Intuitive crutches for higher dimensional thinking - saeranv
https://mathoverflow.net/questions/25983/intuitive-crutches-for-higher-dimensional-thinking/26095#26095
======
saeranv
Terence Tao's answer here fascinates me, even though I only partially
understand his response.

> For instance, one can view a high-dimensional vector space as a state space
> for a system with many degrees of freedom. A megapixel image, for instance,
> is a point in a million-dimensional vector space; by varying the image, one
> can explore the space, and various subsets of this space correspond to
> various classes of images.

I don't understand this. How is he thinking of a 2D data structure as a n-dim
vector space?
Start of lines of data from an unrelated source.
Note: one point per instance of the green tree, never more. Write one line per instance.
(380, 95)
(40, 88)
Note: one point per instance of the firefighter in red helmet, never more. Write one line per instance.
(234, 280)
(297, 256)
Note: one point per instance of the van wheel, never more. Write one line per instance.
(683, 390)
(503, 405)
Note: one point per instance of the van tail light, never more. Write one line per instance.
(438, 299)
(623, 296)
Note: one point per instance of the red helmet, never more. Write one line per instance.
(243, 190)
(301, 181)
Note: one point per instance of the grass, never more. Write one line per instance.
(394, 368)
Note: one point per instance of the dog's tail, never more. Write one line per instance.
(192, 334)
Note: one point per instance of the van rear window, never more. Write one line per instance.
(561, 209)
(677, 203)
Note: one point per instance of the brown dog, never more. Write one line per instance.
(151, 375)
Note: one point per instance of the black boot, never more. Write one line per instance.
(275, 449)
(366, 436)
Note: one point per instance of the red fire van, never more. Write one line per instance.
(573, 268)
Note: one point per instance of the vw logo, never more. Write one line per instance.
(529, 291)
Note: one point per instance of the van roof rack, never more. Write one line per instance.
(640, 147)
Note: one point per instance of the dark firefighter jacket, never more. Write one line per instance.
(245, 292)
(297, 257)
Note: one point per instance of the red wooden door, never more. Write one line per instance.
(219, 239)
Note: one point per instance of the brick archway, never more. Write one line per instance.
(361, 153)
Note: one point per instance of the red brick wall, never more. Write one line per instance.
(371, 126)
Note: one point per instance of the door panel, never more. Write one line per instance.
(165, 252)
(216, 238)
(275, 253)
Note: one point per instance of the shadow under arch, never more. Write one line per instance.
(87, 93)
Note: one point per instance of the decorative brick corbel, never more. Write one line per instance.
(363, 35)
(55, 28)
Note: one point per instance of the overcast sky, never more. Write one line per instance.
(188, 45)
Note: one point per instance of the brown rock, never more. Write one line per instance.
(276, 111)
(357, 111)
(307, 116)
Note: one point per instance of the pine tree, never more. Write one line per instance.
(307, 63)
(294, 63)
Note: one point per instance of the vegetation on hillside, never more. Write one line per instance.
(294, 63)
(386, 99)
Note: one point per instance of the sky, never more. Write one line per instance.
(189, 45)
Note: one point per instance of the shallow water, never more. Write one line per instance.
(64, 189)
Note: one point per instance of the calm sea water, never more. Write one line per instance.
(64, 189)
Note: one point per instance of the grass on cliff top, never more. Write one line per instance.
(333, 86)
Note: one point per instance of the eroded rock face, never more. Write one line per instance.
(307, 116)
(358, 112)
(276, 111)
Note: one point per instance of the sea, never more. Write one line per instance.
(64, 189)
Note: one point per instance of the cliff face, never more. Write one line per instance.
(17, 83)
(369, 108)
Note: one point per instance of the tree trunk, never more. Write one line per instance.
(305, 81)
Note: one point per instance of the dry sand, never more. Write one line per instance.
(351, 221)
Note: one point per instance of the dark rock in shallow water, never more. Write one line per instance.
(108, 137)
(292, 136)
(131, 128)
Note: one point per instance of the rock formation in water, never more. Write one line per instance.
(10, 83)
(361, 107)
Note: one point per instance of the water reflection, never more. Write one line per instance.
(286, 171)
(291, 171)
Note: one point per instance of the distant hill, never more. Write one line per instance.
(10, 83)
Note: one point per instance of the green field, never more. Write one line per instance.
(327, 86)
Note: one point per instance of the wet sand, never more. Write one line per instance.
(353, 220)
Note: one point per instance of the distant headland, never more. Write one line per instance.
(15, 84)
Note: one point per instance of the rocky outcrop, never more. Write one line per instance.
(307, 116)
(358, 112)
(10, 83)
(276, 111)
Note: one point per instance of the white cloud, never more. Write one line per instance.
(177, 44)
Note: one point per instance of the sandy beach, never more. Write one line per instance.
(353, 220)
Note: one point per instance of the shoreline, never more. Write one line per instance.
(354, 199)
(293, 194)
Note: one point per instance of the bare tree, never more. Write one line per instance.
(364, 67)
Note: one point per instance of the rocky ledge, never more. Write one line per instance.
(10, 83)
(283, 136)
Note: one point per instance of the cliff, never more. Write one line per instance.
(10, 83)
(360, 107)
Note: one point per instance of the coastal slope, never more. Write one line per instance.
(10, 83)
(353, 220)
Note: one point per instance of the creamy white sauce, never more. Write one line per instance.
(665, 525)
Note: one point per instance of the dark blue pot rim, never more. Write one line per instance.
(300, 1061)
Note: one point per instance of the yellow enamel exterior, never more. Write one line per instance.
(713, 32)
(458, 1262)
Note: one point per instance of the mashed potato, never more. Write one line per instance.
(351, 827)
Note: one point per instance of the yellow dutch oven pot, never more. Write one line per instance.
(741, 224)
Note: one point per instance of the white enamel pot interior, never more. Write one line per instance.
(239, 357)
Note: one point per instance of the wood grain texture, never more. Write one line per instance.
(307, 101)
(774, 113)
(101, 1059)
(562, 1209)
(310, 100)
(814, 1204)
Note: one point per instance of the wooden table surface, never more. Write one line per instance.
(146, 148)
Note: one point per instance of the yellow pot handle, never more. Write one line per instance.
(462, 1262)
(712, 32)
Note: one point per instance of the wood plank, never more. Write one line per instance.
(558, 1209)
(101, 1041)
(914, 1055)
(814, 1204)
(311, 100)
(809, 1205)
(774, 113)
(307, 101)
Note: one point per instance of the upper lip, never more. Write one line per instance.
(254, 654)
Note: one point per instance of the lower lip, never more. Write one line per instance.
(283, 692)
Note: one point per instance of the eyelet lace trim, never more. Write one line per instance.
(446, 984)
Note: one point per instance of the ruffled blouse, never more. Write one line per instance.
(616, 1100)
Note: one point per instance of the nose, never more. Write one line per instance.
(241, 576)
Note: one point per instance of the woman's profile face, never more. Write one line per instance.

The only way I can think of mapping n-dims to 2d is maybe taking
two n-dimensional vectors and visualizing the 2D plane between them, or
projecting n-dimensions onto 2D space...

> For instance, the fact that most of the mass of a unit ball in high
> dimensions lurks near the boundary of the ball can be interpreted as a
> manifestation of the law of large numbers, using the interpretation of a
> high-dimensional vector space as the state space for a large number of
> trials of a random variable.

I think this came up recently in another hnews thread. The way I interpret
this statement is that you can interpret the probability of events occurring
in a portion/segment of a n-dimensional space as permutations of those
segmented events in each dimension:

1/k^n where: k = number of segments n = number of dimensions

So for example, if you have a 1D line, and you want to find the probability of
ending up in a third of the line, the formula is: 1/3^1 = 0.333

If we think extend this to a plane, and look at the probability of ending up
in the third of 2 dimensions:

1/3^2 = 1/9

Would be curious if someone has another interpretation.